Kids provided 75% of the energy for our 3-day festival stage at Maker Faire. How? Lots of bikes.

Maker Faire is very family oriented. The largest audience of the weekend was for Magician Bryan Patrick, whose sound needs were ironically minimal.

Since our earliest moments of Pedal Powered experimentation, I’ve been fascinated by how much sound comes from one pedaler’s efforts. I remember a 12-year-old powering my street performance at a charity bike event for an audience of 30-50 people in the early goings. He was into it! Not too hard, not too easy. Great sound out to about 20 feet from the speaker. The ratio of 1 pedaler for every 50-100 people at our events has roughly held as we’ve scaled up Rock The Bike’s full system to do larger events. At the Maker Faire in San Mateo this year, we brought an 18-bike system capable of entertaining over 1000 people, and at most times it was primarily powered by kids.

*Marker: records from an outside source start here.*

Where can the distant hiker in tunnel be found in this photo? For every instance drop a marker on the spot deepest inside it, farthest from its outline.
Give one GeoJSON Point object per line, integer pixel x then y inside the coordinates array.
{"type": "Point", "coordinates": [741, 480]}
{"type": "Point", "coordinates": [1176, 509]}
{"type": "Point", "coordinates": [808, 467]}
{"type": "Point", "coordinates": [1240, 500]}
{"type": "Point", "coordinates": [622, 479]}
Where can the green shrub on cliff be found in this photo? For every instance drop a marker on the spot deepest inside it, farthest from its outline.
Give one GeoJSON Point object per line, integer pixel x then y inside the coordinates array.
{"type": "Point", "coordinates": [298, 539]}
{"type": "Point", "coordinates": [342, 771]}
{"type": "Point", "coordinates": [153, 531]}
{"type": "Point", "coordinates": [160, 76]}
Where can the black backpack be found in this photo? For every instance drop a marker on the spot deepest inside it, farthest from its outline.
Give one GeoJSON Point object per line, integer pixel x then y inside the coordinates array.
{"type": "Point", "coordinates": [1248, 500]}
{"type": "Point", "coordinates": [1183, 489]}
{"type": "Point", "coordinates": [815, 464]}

When working with family-friendly events like Maker Faire, we need to bring LOTS of bikes. The basic reason is that Kids Love To Pedal, but don’t have lots of power to offer. If you bring too few bikes, you end up needing to kick kids off, which feels bad. If you bring LOTS of bikes, more kids can pedal. We had a line of 10 kid-friendly Generator Pros on one side of the stage and another line of 8 bikes on the other side.

Maker Faire was our first use of the Russian Dolls Sound System (shown hanging from bamboo tripods) in conjunction with a center fill main. The Russian Dolls system is an elevated system which stands about 10 feet to the left and right of the stage. A center fill is used to get great sound to the front rows without blasting the main audience.

Our mixer has a L, R, and M (mono) outputs. The M output is typically unused, but this time we used it for the center fill speaker (shown above with blue Rock The Bike stencil). Big improvement in listening quality in the main audience area.

Russian Dolls Sound System includes integrated smart LEDs capable of responding to the music.

These same speakers are also ready for night time use with beautiful integrated smart LEDs capable of responding to changes in the music on stage. Shown above in use at UCLA’s Ecochella earlier this year.

 

The Faire was our first time passing the 10000 Watt Hour barrier on our Energy ‘Flip-0-meter’ sign.  Sadly it malfunctioned by reseting to 1000 after the big ‘9999’ moment, but I kept track and found that for the weekend-long Faire, we pedaled over 15000 Watt-Hours of energy.